Slashdot Mirror


SGI & NASA Build World's Fastest Supercomputer

GarethSwan writes "SGI and NASA have just rolled-out the new world number one fastest supercomputer. Its performance test (LINPACK) result of 42.7 teraflops easily outclasses the previous mark set by Japan's Earth Simulator of 35.86 teraflops AND that set by IBM's new BlueGene/L experiment of 36.01 teraflops. What's even more awesome is that each of the 20 512-processor systems run a single Linux image, AND Columbia was installed in only 15 weeks. Imagine having your own 20-machine cluster?"

20 of 417 comments (clear)

  1. That's nothing... by Anonymous Coward · · Score: 5, Funny

    ...when they hit the "TURBO" button on the front of the boxes they'll really scream.

    1. Re:That's nothing... by jm92956n · · Score: 5, Informative

      when they hit the "TURBO" button on the front of the boxes they'll really scream.

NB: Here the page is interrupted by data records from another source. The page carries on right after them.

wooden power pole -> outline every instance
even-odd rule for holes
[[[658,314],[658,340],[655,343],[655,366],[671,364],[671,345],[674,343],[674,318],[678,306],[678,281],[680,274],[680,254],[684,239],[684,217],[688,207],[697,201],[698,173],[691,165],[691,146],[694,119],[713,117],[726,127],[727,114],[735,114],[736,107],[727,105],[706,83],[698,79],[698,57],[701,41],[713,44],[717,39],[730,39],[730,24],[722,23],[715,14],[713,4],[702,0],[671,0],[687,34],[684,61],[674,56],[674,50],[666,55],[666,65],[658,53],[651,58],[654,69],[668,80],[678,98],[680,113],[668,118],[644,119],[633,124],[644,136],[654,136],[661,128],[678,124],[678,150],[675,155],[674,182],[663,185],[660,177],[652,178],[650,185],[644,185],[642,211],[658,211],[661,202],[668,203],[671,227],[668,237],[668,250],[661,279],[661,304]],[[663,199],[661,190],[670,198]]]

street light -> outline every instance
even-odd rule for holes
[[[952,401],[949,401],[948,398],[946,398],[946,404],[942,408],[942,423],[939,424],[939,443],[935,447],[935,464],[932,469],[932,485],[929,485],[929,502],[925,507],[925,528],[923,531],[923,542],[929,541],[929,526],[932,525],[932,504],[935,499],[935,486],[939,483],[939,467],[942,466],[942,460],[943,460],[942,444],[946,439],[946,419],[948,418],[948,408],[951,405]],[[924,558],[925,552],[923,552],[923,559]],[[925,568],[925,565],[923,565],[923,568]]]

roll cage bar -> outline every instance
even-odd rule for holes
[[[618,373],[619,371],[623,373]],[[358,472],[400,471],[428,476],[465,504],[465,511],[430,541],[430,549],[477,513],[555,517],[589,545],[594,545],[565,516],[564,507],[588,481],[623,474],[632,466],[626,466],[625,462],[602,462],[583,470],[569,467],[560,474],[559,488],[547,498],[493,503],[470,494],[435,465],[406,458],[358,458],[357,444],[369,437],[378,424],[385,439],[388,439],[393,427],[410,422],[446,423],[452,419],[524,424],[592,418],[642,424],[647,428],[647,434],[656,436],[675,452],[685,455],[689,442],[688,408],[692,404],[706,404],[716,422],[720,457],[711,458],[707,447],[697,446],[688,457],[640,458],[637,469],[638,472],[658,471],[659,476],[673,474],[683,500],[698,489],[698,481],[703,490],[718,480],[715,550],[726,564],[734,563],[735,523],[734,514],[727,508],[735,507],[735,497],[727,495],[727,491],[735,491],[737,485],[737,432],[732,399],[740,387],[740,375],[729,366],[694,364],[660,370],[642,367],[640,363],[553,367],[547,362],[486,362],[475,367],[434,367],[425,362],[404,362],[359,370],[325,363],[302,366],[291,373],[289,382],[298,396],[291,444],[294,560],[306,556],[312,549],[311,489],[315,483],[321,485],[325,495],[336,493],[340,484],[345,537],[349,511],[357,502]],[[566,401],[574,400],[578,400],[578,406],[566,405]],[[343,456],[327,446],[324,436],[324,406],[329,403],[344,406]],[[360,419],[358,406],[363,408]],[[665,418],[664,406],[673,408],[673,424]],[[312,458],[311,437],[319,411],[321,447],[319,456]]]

      They did! According to C-Net article they "quietly submitted another, faster result: 51.9 trillion calculations per second" (equivalent to 51.9 teraflops).

      --
      An effective signature identifies a particular user amongst a base of thousands.
  2. 20 system cluster?!? by Emugamer · · Score: 5, Funny

    I have one of those... in a spare room!

    Who cares about a 20 system cluster, I want a one 512 processor machine!

    or 20, I'm not that picky

  3. Everyone needs one! by Dzimas · · Score: 5, Funny

    Just what I need to model my next H-bom... uhh... umm.... I mean render my next feature film. I call it "Kaboom."

  4. Wow---- by ZennouRyuu · · Score: 5, Funny

    I bet gentoo wouldn't be such a b**ch to get running with all of that compiling power behind it :)

  5. its not the hardware thats important by fender_rock · · Score: 5, Funny

    If the same software is used, its not going to make weather predictions more accurate. Its just going to give them the wrong answer, faster.

  6. Photos of System by erick99 · · Score: 5, Informative

    This page contains images of the NASA Altix system. After reading the article I was curious as to how much room 10K or so processors take up.

    --
    http://www.busyweather.com/
    1. Re:Photos of System by RadioheadKid · · Score: 5, Funny

      You'd think with all that super-computing power they'd be able to figure out the zipping JPEGs is retarted.

      --
      "Karma can only be portioned out by the cosmos." -Homer Simpson
    2. Re:Photos of System by cnkeller · · Score: 5, Interesting
      After reading the article I was curious as to how much room 10K or so processors take up.

      I don't have a square footage number, but it's the overwhelming majority of the server floor. We had to "clear the floor" earlier this summer to make room.

      --

      there are no stupid questions, but there are a lot of inquisitive idiots

  7. Re:hmmmm...... by Anonymous Coward · · Score: 5, Funny
    Today we predict a high of +3 Funny, with localised Trolling.

    Tomorrow looks like developing a slight rise in Insightful post, but a drop in overall Informative. "First Post" will remain as a constant pattern.

  8. NASA.org? by lnoble · · Score: 5, Funny

    Wow, I didn't know the NewAdvancedSearchAgent had such an interest or budget for super computing. I'd think they'd be able to afford their own web server though instead of being parked at domainspa.com and having to fill their entire page with advertisments.

    Try NASA.GOV.

  9. What is the stumbling block? by Dancin_Santa · · Score: 5, Insightful

    Why does it take so long to build a super computer and why do they seem to be redesigned each time a new one is desired?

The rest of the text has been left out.